Un mese fa, all’età di 75 anni, ci lasciava Robert “Bobby” Hutcherson.
Il termine colorista si può applicare a una gamma professionale ampia e trasversale. In pittura viene definito così l’artista che fa del colore l’elemento principale della sua estetica, nel disegno grafico è chi si occupa dello sviluppo del progetto cromatico, mentre nel fumetto il colorista è colui che applica il colore a un disegno in bianco e nero.
Nella musica, invece, il colorista è un artista il cui stile e la cui interpretazione dello strumento sono particolarmente vivaci ed espressivi.
Nel suono del vibrafono (come in tutti gli strumenti considerati minori perché poco conosciuti o diffusi) il contrasto dei colori personali, rispetto agli altri strumenti, è decisamente più acceso. Per questo motivo, le caratteristiche distintive di un grande interprete, capace di conferire alla musica personalità e originalità, emergono in maniera quasi naturale.

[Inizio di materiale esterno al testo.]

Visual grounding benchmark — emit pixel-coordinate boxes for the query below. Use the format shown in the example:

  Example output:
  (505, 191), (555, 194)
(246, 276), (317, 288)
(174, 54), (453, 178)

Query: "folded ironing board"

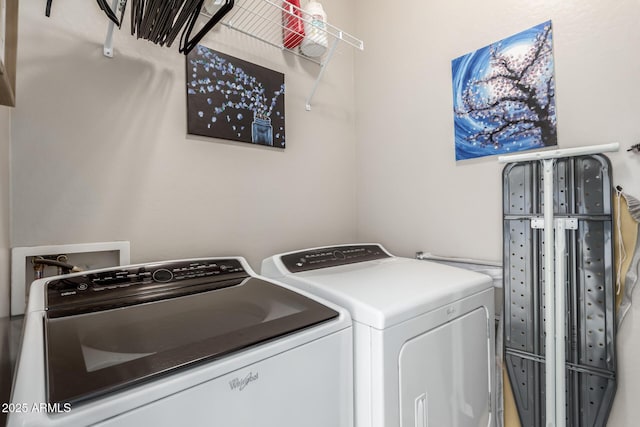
(503, 154), (616, 427)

Bobby Hutcherson è stato quello che si potrebbe definire un colorista del vibrafono. Un musicista sublime, capace non solo di donare a questo strumento una propria, piena dignità e identità, ma anche di mantenerlo vivo e moderno nel tempo, senza però snaturare la lezione del maestro, Lionel Hampton, il primo a introdurre il vibrafono nel jazz come strumento solista.
Se Hutcherson fosse stato un sassofonista o un pianista, oggi sarebbe ricordato tra i grandi del jazz moderno, ma il pregiudizio di certa critica nei confronti del vibrafono (quale strumento gregario nell’ambito dell’orchestra jazz tradizionale) lo ha costretto tra le seconde linee per molto tempo.
Bobby Hutcherson non è stato un vibrafonista qualunque: è stato un gigante, capace di scolpire alcune tra le pietre miliari della storia del jazz. A metà degli anni sessanta, dischi quali Dialogue (1965), Components (1966) e Stick Up! (1966), coraggiosi e carichi di un’energia profonda, hanno aperto la strada all’ascesa dell’avanguardia free.
Nato in California, da giovane studia il pianoforte ma viene presto folgorato dall’ascolto di Milt Jackson, la sua guida creativa insieme ad Hampton. Decide così che il vibrafono sarà il suo strumento.
Nel 1960, durante un concerto al celebre jazz club Birdland, viene notato da Duke Pearson. Duke era un giovane pianista di Atlanta che Alfred Lion aveva scelto come direttore creativo della Blue Note Records, per guidare l’etichetta nella nuova direzione intrapresa dal jazz moderno e decodificare l’inarrestabile ascesa dell’avanguardia in anni in cui le lotte razziali e il richiamo del potere nero erano più che mai presenti anche nel jazz.
Grazie al suo talento, Hutcherson non fatica a entrare nel giro dei musicisti che contano e inizia a suonare nei locali più prestigiosi e cool di New York. Collabora con talenti del calibro dei pianisti Andrew Hill, Herbie Hancock e McCoy Tyner, del trombettista Freddie Hubbard, del sassofonista Joe Henderson… Solo per citarne alcuni.
La sua dichiarata idea di musica, come esperienza di completa libertà espressiva, gli ha consentito di non tradire mai la propria fama di innovatore e sperimentatore. Lo dimostrano le eclettiche produzioni degli anni settanta nelle quali, pur non riuscendo a ripetersi con la brillantezza degli esordi, sperimenta le trame orchestrali unite all’elettronica, senza tralasciare una spiccata attitudine per le atmosfere funky fusion di ispirazione latin ed exotica.
L’esempio più riuscito di questa contaminazione lo ritroviamo in Montara. Album del 1975, disco che ha fatto da ponte tra presente e futuro, fonte di ispirazione anche per la nuova generazione di dj e produttori di musica elettronica. Ha ispirato anche Madlib per il suo album dedicato alla riscoperta del catalogo Blue Note, Shades of Blue del 2003.
Tra i meriti da riconoscere a Bobby Hutcherson va annoverato quello di aver affrontato da vero leader dello strumento una svolta epocale della storia del jazz, la più radicale e innovativa: la cosiddetta new thing.
Eclettico e allo stesso tempo visionario, è riuscito a cavalcare l’avvento dell’avanguardia, ha contribuito all’evoluzione del suono del vibrafono grazie alla capacità di aprire e contaminare il proprio stile, vigoroso e positivo, con le influenze del jazz modale e del free, senza mai abbandonare l’innata propensione ritmica e una continua e incessante ricerca armonica.
Semplicemente, Hutch poteva suonare tutto.